‘How quickly I should get back to strenuous exercise after radiotherapy and chemotherapy?’
The doctor looked at me closely.
‘Your body will let you know’
My cancer problem in 2017 had led to Victor Saunders and I postponing our planned Himalayan climb until October 2018. Chemotherapy does seem to drain the body of energy so, uncharacteristically, I felt I should be a little more structured that usual with my fitness preparations.
In line with the doctor’s advice, I thought I would listen to my body and start with a little gentle dog walking.
From Cancer to the Himalya
Step 1 – Gentle Dog Walking
Jug Hole wood near Matlock seemed a suitable spot but after not very long a problem had arisen. Our 12.5 year old Labrador had disappeared!
Seconds before she had been snuffling about in the depths of the huge entrance to Jug Hole caves but now she was no longer to be seen… The 7 metre vertical shaft leading into the lower series was the only possibility I could think of.
The caving guide recommended a rope. Without one and with no light other than my mobile phone the climb down was tricky and not being helped by warmer air steaming up my glasses.
The shaft led to a low horizontal tunnel where a pair of eyes glinted in the dark. Remarkably a vertical fall of 7 metres had resulted in a terrified dog but no obvious damage.
The problem now was how to get a 30Kg dog back to the surface. Phoning home for a rope seemed a good idea but there was no signal. I could climb out and phone but then the dog might wander off into the cave system and fall again.
I reviewed the possibility of climbing out. Perhaps if I was able to keep her on my shoulders I could use my body to fill the shaft below her and just kind of push her up and eventually over the final capstone. It was worth a try.
30Kg is quite a weight to back and foot with, especially when the 30Kg package in question keeps struggling violently. The smart jacket I was wearing pushed hard against the mud and rock wall and my walking boot clad feet smeared awkwardly against the far wall. The phone held between my teeth dimly illuminated the scene. It all felt terribly precarious.
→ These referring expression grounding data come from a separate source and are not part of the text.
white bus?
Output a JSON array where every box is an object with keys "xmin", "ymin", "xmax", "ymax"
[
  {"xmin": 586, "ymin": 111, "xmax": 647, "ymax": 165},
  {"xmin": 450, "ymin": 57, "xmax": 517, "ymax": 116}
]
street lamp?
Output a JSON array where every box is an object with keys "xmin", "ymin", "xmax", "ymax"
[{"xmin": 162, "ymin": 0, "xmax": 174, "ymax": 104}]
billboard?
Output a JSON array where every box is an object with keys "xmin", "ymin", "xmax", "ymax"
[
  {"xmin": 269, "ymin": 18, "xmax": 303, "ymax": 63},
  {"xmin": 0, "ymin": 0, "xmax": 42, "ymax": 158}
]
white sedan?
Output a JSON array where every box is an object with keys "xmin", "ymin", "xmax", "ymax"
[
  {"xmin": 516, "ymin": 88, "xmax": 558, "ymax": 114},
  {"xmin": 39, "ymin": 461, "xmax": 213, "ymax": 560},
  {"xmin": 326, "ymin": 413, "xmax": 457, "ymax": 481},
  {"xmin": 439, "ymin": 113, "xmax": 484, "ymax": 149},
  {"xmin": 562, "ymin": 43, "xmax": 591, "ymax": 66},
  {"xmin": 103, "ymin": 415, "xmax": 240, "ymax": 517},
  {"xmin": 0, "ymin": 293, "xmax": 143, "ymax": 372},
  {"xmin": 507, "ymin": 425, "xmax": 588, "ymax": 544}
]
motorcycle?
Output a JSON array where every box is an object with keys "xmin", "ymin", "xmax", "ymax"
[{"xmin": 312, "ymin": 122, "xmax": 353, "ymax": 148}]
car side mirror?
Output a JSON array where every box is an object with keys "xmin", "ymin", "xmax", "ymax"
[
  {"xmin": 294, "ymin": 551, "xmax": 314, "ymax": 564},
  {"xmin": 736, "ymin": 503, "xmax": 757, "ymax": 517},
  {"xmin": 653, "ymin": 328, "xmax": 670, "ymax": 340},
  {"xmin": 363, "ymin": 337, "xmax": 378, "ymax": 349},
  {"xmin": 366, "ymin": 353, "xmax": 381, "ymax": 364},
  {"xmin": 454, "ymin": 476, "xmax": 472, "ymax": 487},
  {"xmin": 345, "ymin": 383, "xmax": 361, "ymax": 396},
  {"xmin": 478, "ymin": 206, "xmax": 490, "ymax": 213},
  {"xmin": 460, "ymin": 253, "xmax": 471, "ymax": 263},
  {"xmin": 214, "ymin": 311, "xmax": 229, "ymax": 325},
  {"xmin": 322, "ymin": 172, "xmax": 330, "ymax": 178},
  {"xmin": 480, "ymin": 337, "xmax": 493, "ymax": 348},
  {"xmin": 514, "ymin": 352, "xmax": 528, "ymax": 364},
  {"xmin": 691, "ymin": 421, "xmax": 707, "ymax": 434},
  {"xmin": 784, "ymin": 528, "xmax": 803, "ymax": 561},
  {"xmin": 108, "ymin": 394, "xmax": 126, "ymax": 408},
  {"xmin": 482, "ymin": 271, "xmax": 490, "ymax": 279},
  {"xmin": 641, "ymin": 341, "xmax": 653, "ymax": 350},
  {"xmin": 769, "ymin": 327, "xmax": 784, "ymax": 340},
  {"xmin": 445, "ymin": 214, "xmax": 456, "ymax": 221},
Perhaps sensing this the dog shat all over me.
At least it was reassuring to recall that before telling me that ‘my body would know’ the doctor had told me my immune system, weakened by chemotherapy, should be more or less back to normal now.
Initially the walls were fairly close together and I could brace myself in a secure position. Soon though the shaft began to widen and it was necessary to ram the dog’s top quarters into depressions in the sidewall to take some of the weight while I udged up.
The wider back and foot position and lack of good footholds made things far more strenuous and far less secure than before. The wider shaft also increased the possibility of the dog falling past me.
The exertions necessary to push a panic stricken 30Kg dog over the final overhang were of Himalayan proportions and left me gasping uncontrollably.
I was absolutely knackered. It was by far the heaviest breathing I had done since my treatment started.
With a signal now I phoned home.
‘The poor old dog seems tired today. Could you pick us up please?’
The detail could wait until later.
Gentle dog walking had been an excellent start to my Himalayan fitness programme. Only 9 months to go.